Par Frédéric-Charles Baitinger
Tantôt graveur, tantôt dessinateur, tantôt peintre botaniste, les facultés plastiques de Nicolas Bernière ne semblent pas connaître de limites – sinon celles de sa sensibilité. Cherchant sans cesse la juste manière de réinventer son style pour qu’il entre en résonance avec son sujet, ses œuvres ignorent la distinction des genres et la soumission morne à une idée fixe. A chaque toile sa manière. Et à chaque manière son esthétique. Ce qui ne veut pas dire que les œuvres de cet artiste manquent d’unité. Bien au contraire, elles sont, dans leur prolixité même, l’expression d’une quête de sens et d’harmonie que nous serions tentés de qualifier de néo-classique.
Trouvant le plus souvent son inspiration dans les beautés de la nature (fleurs, insectes, rivières, fond marins), Nicolas Bernière n’en est pas pour autant un peintre de paysages au sens où d’ordinaire ce mot s’entend. S’emparant de la nature pour en extraire ce qui en compose le fond mouvant, ce n’est pas seulement le printemps qui nous est montré dans ses toiles semi-abstraites, mais l’essence même de la nature saisit en tant que cycle ; cycle joignant - dans une sorte de chaos efflorescent - la vie et son contraire. Entre les fleurs à peine éclosent et les feuilles jaunes déjà tombées à terre, Nicolas Bernière ne fait pas de différence. Il égalise ces deux mondes, il les mêle et les juxtapose pour mieux nous faire sentir ce qui les unie et les rend in-distinguables.
De la même manière, dans sa série portant sur les insectes, le but ne semble pas de nous en montrer les cocasseries formelles, mais bien plutôt de nous aider à percevoir la proximité qui existe entre la matière de leurs corps noirs et cuirassés et la matière des roches sur lesquelles ils semblent comme figés. Naviguant ainsi de l’aspect extérieur des choses à ce qui en compose l’intériorité, Nicolas Bernière nous invite à plonger dans ses toiles comme si elles pouvaient nous donner accès à l’envers du monde.

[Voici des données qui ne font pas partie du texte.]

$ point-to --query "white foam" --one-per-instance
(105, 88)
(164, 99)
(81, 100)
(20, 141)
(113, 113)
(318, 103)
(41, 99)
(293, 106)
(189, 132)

Mais c’est peut-être dans sa dernière série de toiles inspirée par l’histoire d’Hamlet que la faculté de cet artiste à nous présenter, en un seul instant figé, ce qui sous-tend la complexité du réel, s’exprime avec la plus grande clarté. Superposant l’ensemble des évènements du drame en une composition simple et nuancée, ces peintures nous entrainent dans un dédale de figures et de signes qui, pris dans leur totalité, ne nous content pas simplement l’histoire d’Hamlet, mais nous introduisent de manière figurale au cœur même de ce qui en constitue son plus profond mystère : « To be or not to be, that is the question ».